Founders generally want to retain control of their companies, which is why many are exploring options beyond traditional venture capital funding. Several financial technology companies have introduced new products – ranging from securitized SaaS agreements to debt financing – designed to help startups sidestep equity dilution, especially those with established, predictable revenue streams.

Capchase is a representative example of these emerging fintech businesses. The company provides startups with immediate access to their anticipated recurring revenue through debt financing, enabling founders to utilize future income now and potentially lessen their reliance on costly, equity-based funding rounds, particularly during the early stages of growth. The company was previously featured in an article a few months prior, following a $4.6 million seed funding round spearheaded by Caffeinated Capital.

The company has now secured a significant influx of capital and is prepared to broaden its lending operations to a larger number of startups. Today, Capchase announced a $60 million “asset-backed credit facility” provided by i80 Group. This funding will allow Capchase to serve more startups and potentially offer larger prepayment amounts for their future revenues.
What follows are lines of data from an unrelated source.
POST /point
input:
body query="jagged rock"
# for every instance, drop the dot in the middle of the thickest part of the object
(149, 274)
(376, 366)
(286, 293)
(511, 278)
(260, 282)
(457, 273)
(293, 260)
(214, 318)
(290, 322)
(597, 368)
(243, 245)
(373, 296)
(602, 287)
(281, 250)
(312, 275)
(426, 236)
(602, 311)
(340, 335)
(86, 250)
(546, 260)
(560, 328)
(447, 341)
i80 Group specializes in investment focused on credit underwriting for projects like these within the startup ecosystem. Beyond its support for Capchase and similar fintech companies, the group also invests in real estate underwriting ventures, such as Properly, where it jointly led a $100 million facility alongside Silicon Valley Bank.

Established in early 2020, Capchase reports that its early adopters have postponed fundraising efforts by an average of 8 months and reduced overall equity dilution by approximately 16%. It’s important to note that these figures are subject to considerable variation based on individual startup circumstances, growth rates, recurring revenue levels, and other relevant factors.

Capchase aims to provide revenue prepayment to startups quickly, often within days or even hours, depending on the intricacies of their revenue models. With an additional $60 million in funding, the company intends to accelerate its lending speed even further.